To believe weather and airspace closures didn't play a major role you have to believe that those closures didn't happen or that Southwest is not truthful about where its planes were. But either of those means either completely disregarding objective evidence or believing in a MASSIVE conspiracy to modify that data. A conspiracy involving literally millions of people. Almost all of whom have literally no incentive to lie and would have had to take an active role in deleting historical data and replacing it with fabricated data. Just... what?!
Also, this observation cuts both ways: why only and exactly southwest's pilots and for only one day?
I can't see your original comment because it's flagged, but I'll assume it's some sort of anti-vax flag hanging from a Southwest plane.
So... so what? The explanation from Southwest's CEO makes sense and matches up against a ton of publicly available data.
On the other hand there's evidence of at least one pissed off pilot (who, none-the-less, showed up to work?)
But, again, all that other data still exists.
So. Either there's a vast conspiracy that involves NOAA, the FAA, airport admin, air traffic controllers, Southwest, the pilot's union, etc. Or else one dude flew a flag and also there was a massive scheduling failure and the two are unrelated.
I genuinely couldn't have asked for a better exemplar of my original post: seeing a ton of verifiable data vs. a single anecdote and choosing to implicitly believe in a vast conspiracy because the anecdote touches one's feels the right way.
> We trust the CEO on his word, but a Gadsden flag hanging out of a window must be either a fake rendering or someone else must have snuck onto an airport runway and hung it there in an unrelated event and waited for this event to post it.
um... the post you're replying to says:
>> Or else one dude flew a flag and also there was a massive scheduling failure and the two are unrelated.
and also
>> Either there's a vast conspiracy that involves NOAA, the FAA, airport admin, air traffic controllers, Southwest, the pilot's union, etc.
So...
1. I'm not just trusting the CEO.
2. I never claimed the picture is doctored (because even if it's not... who cares?
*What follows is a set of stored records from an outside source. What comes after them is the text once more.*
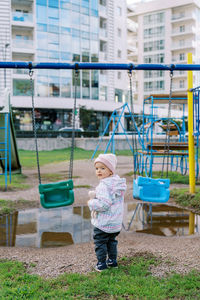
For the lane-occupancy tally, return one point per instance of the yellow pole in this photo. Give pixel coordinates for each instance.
(191, 223)
(191, 142)
(190, 129)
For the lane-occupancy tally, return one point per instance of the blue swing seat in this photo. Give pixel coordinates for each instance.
(151, 190)
(56, 194)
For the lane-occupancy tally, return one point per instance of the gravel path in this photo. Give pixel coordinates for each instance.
(182, 251)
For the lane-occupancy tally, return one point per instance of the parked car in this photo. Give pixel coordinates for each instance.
(67, 132)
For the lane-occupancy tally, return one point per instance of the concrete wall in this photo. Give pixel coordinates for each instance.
(61, 143)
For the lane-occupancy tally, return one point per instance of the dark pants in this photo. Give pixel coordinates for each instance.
(105, 244)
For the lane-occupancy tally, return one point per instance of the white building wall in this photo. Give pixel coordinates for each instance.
(5, 53)
(177, 13)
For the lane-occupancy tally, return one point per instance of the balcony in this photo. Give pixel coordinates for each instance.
(182, 17)
(102, 10)
(22, 19)
(182, 46)
(180, 74)
(132, 26)
(23, 46)
(102, 56)
(103, 79)
(188, 30)
(20, 72)
(103, 33)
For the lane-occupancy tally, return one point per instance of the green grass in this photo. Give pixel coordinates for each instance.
(18, 181)
(132, 280)
(174, 177)
(184, 198)
(9, 206)
(28, 158)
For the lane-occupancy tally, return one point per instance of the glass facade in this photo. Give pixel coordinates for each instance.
(67, 31)
(154, 45)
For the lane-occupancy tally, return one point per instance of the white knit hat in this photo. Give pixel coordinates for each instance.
(109, 160)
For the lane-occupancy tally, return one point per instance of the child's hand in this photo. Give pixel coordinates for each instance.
(91, 194)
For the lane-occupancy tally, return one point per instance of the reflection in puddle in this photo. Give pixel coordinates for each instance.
(158, 219)
(71, 225)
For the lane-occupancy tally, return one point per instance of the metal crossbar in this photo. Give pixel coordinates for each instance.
(102, 66)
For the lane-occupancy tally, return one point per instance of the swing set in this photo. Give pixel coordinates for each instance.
(145, 188)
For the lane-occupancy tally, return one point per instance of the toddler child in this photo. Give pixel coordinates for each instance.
(106, 208)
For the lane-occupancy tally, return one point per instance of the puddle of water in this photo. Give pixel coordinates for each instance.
(71, 225)
(158, 219)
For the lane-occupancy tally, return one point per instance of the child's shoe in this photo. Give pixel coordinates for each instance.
(112, 263)
(101, 266)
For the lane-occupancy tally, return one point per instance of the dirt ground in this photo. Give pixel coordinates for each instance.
(178, 253)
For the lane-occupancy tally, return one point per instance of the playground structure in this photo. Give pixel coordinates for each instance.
(129, 67)
(154, 144)
(9, 158)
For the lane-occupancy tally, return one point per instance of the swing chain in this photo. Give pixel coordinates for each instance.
(33, 123)
(73, 125)
(167, 140)
(134, 140)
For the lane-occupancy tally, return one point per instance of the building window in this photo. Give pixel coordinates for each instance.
(103, 93)
(21, 87)
(182, 56)
(102, 2)
(118, 95)
(119, 11)
(119, 75)
(119, 32)
(181, 43)
(182, 84)
(119, 53)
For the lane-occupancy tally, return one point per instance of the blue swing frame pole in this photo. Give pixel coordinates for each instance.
(102, 66)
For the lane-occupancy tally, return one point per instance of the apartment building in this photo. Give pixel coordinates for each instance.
(166, 32)
(63, 31)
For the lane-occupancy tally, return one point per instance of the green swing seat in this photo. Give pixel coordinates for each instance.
(56, 194)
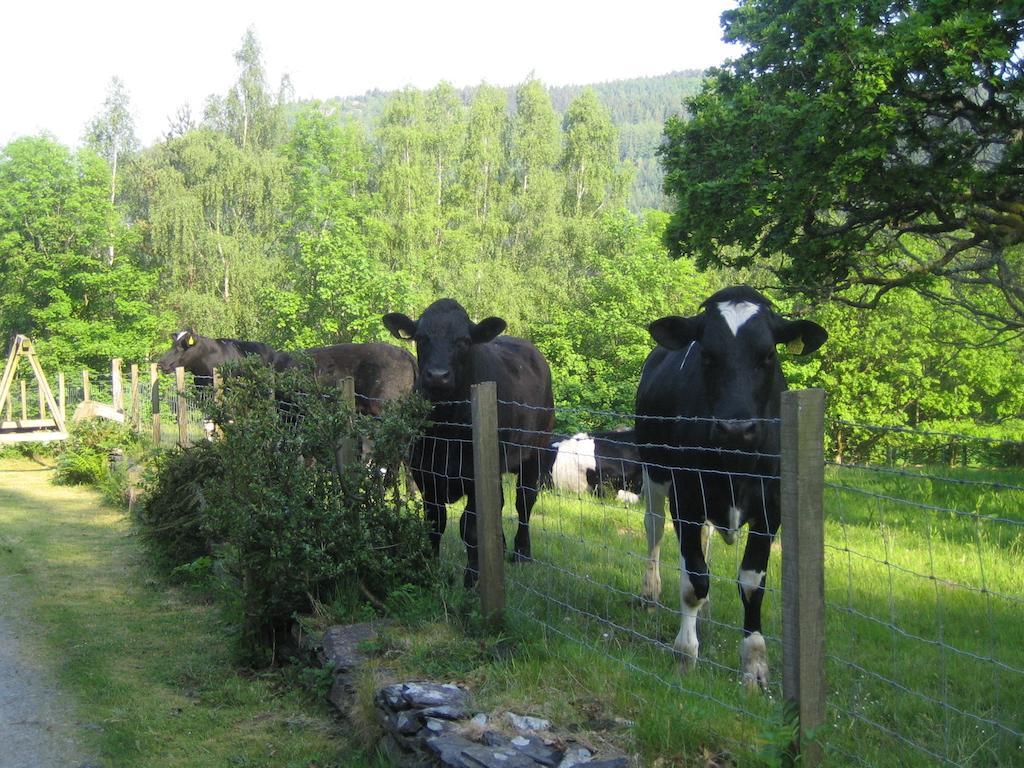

What is that evidence of? One person. I don't need to check the veracity of the picture because it doesn't prove anything substantive... it's an anecdote, and a poor one at that.)
Sure it could have just been "one dude" but a walkout by one pilot is still a walkout and not a weather event. One pilot can delay a whole airline if they only have a couple planes.
The other strange thing about the weather claim is it only affected SW for some reason.
I gotta admit, when I first heard these denials I assumed that the union was cautiously not confessing to a sick-out.
But instead it seems as if disinformation is spinning current events to change perception about the Executive's new policy. Sadly, even after it's fact-checked - people won't remember the fact that it was bogus nor will they count it as a strike against the source that reported it.